Basically once you get out to Arrakoth at, what, 45 AU it's hard to send your data to 1 AU. We're talking roughly six light-hours from the Sun. And then there's inverse-squares attentuating the signal. That problem is so hard I'm restricting my blog to 5-6 AU.
NASA are testing something as can boost bandwidth on the Psyche mission whenever that is. The delay has allowed for better physics to come into scope, and - further - has biased said physics for time-savings, here on the back-end of the mission. The power-levels are still 5 W because - hey, why not, it's just Psyche 2.9 AU. Malcolm Wright is presenting his data this Thursday 10:45 AM, Catalan time.
Gilster starts with moon Europa from almost twice Psyche's average distance. I'm not even considering how to unobfuscate a signal from Jupiter's radiation; for my purposes I'll head to Callisto instead.
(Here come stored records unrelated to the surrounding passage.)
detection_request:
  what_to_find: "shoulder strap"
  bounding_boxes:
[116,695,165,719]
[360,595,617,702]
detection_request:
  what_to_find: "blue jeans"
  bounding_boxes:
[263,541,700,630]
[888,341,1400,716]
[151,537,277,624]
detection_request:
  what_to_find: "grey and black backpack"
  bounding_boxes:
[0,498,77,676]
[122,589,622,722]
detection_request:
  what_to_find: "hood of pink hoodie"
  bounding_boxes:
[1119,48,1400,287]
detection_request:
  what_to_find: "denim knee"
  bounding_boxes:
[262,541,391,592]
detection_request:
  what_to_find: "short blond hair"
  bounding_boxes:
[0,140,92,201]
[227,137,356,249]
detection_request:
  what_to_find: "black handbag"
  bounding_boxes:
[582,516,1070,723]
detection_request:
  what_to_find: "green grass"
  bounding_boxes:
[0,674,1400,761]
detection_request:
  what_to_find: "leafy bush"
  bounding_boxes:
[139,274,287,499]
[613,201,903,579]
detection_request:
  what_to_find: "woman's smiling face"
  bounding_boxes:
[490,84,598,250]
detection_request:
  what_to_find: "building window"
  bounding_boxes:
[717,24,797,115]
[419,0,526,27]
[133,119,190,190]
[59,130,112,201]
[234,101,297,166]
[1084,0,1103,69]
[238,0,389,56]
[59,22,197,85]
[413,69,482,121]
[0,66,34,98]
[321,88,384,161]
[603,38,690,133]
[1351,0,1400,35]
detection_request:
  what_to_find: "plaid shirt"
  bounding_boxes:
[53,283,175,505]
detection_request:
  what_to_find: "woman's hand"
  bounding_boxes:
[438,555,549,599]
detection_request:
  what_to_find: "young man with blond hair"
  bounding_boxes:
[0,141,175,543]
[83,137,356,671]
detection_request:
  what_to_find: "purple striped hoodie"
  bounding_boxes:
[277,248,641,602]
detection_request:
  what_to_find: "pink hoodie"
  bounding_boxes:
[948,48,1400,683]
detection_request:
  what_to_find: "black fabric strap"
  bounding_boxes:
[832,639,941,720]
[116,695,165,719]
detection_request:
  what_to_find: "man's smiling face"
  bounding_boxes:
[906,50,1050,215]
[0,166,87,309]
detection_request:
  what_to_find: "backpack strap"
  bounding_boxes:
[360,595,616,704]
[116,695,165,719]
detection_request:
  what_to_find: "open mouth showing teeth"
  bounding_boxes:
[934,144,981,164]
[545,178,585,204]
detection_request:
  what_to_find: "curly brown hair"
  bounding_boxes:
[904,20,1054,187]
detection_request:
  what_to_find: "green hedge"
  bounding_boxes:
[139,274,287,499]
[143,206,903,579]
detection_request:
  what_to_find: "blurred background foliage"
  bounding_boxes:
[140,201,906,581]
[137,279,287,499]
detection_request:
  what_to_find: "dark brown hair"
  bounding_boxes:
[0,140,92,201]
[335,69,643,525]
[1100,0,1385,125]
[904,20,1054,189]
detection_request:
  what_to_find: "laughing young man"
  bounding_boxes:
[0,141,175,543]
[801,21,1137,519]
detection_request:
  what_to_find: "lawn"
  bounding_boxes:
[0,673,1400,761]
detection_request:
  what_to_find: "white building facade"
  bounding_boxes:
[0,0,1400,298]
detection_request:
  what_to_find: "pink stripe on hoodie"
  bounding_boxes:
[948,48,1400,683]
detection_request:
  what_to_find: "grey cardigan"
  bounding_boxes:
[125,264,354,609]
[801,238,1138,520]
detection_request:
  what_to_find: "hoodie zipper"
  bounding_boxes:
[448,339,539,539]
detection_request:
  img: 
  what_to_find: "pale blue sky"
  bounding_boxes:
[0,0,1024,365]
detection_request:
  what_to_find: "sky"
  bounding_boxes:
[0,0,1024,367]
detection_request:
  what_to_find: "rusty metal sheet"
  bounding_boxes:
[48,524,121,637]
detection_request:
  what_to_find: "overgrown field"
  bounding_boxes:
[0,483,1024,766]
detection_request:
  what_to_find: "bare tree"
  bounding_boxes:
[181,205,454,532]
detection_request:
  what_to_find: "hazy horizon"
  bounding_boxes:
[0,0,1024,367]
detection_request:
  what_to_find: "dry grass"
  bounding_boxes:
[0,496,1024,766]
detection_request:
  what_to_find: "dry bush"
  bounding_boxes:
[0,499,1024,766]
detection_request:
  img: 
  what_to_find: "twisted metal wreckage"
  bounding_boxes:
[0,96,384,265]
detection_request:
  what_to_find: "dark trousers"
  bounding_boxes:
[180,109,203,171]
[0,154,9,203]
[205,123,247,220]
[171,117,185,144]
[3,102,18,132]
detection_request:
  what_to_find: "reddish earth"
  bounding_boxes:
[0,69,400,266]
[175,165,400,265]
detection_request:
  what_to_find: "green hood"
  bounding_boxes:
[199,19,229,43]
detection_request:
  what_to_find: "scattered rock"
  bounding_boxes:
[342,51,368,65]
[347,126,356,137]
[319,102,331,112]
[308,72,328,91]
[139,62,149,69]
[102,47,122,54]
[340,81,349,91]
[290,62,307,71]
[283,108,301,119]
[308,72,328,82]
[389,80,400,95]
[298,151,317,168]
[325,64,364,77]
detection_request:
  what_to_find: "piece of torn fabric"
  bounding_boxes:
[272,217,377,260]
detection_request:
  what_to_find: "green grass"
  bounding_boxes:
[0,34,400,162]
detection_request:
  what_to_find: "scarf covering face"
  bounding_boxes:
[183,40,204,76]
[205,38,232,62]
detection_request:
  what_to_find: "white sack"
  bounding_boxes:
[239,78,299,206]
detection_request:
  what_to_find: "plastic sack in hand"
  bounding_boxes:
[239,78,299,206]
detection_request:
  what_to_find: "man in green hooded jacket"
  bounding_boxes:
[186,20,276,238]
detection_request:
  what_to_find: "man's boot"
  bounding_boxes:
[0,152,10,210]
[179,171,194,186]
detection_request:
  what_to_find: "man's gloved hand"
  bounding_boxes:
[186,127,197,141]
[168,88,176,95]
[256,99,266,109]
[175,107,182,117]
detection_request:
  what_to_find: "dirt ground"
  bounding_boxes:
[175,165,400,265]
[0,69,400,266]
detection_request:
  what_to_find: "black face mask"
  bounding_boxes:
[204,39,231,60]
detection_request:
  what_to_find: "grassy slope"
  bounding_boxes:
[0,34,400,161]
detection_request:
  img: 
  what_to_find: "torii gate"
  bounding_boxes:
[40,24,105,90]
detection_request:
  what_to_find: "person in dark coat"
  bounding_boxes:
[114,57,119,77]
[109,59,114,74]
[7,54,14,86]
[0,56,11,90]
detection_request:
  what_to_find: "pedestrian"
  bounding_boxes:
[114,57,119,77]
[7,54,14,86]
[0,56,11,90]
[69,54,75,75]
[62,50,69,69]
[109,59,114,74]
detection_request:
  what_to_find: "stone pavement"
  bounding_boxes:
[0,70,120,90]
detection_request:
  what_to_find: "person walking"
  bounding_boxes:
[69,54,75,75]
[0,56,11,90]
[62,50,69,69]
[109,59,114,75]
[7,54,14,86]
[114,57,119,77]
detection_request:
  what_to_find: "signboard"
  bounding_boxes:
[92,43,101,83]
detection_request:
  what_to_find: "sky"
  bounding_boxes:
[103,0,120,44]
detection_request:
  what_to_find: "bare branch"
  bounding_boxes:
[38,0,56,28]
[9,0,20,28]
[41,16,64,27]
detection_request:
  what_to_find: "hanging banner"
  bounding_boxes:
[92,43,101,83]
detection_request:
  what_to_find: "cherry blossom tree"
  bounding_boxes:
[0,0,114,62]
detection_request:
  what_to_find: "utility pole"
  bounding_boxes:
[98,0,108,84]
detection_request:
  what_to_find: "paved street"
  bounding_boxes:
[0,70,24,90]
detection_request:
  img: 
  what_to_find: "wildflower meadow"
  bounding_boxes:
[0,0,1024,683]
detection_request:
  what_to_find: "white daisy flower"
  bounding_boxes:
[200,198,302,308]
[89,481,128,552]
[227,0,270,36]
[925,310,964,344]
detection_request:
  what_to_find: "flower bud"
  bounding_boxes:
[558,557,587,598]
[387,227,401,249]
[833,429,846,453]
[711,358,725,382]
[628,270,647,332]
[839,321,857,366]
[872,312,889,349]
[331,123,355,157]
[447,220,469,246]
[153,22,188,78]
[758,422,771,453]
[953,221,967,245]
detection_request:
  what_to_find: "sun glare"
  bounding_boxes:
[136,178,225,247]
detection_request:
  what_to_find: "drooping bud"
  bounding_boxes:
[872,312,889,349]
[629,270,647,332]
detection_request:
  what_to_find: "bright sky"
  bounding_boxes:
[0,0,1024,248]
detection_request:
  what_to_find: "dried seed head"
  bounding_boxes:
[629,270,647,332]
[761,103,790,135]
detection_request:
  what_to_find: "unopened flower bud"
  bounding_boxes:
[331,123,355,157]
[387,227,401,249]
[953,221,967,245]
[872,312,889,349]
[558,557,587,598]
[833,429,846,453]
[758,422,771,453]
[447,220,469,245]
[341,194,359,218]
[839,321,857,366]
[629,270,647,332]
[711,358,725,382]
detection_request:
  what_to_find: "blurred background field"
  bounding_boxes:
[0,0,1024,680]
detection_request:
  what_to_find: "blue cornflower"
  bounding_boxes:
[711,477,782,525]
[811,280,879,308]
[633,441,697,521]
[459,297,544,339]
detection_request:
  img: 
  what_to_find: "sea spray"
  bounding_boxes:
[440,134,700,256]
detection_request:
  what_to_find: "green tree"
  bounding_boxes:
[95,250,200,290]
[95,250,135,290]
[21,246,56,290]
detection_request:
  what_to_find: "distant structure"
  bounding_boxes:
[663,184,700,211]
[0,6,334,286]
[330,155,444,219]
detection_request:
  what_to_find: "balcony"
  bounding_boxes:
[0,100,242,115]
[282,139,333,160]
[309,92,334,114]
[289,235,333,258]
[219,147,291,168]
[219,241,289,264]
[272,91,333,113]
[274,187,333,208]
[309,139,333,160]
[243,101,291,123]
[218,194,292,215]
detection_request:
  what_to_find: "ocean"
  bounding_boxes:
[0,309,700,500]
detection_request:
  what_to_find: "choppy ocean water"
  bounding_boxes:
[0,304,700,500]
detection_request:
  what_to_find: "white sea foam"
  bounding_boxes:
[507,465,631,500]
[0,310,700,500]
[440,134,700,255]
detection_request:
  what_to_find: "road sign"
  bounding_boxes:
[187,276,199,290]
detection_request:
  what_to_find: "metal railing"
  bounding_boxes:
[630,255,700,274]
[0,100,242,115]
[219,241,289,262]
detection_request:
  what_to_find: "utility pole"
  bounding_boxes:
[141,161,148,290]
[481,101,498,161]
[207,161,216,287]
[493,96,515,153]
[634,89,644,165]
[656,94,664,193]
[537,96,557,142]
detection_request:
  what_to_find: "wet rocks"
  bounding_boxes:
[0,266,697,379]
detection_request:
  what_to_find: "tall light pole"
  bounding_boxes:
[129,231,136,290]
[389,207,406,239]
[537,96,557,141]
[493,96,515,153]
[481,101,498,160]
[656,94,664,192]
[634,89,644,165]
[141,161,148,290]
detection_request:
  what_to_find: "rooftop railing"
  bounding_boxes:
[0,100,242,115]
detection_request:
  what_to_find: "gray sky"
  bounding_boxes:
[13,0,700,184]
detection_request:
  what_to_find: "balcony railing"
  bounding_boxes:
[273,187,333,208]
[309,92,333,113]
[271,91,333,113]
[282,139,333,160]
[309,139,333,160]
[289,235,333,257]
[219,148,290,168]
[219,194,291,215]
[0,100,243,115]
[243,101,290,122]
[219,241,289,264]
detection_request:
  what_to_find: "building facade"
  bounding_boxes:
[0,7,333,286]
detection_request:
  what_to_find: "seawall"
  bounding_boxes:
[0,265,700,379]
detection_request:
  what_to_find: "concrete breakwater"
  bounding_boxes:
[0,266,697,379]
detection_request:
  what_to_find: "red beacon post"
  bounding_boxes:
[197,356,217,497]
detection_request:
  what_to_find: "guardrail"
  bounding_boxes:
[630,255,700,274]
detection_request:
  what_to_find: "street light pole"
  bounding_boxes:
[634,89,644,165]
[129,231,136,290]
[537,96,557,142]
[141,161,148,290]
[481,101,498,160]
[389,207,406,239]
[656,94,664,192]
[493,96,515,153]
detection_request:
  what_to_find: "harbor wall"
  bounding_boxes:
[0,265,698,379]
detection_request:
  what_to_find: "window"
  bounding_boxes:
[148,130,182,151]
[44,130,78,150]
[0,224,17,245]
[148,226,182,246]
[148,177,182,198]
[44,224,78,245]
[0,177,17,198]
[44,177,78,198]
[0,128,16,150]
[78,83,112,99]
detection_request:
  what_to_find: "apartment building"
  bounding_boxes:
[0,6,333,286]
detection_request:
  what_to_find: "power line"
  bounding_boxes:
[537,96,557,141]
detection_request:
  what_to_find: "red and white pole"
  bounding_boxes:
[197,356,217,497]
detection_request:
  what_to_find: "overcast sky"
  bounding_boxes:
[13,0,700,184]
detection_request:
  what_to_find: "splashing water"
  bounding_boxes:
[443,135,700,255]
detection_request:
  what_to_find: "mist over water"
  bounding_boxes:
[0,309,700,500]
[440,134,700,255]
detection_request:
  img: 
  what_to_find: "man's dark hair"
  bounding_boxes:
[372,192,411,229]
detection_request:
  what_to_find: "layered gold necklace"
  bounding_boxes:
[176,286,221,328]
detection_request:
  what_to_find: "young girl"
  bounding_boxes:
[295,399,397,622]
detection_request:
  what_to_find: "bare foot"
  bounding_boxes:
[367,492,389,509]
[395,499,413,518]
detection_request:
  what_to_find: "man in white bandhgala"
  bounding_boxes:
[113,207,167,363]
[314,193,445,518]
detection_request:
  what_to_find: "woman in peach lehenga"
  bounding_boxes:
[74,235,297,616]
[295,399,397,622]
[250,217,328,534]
So, let's say, a third the signal-strength as the Psyche proposal. So what; boost the wattage to 15-20 W. I need three times more battery: every-gram-counts, yo.
Gilster figures we can remove a lot of waste with a tighter beam and better beam accuracy.
Once we've firmly sussed Callisto/Venus communications I'll further suggest relays at the Trojans SJL4 and SJL5. This should shave 5ish AU from Venus-to-Outer communications. By inverse-squares every AU counts. Admittedly we incur a latency cost. Covering a third of a circle (120°) swinging around 11.86 Earth years, we further must time it all right.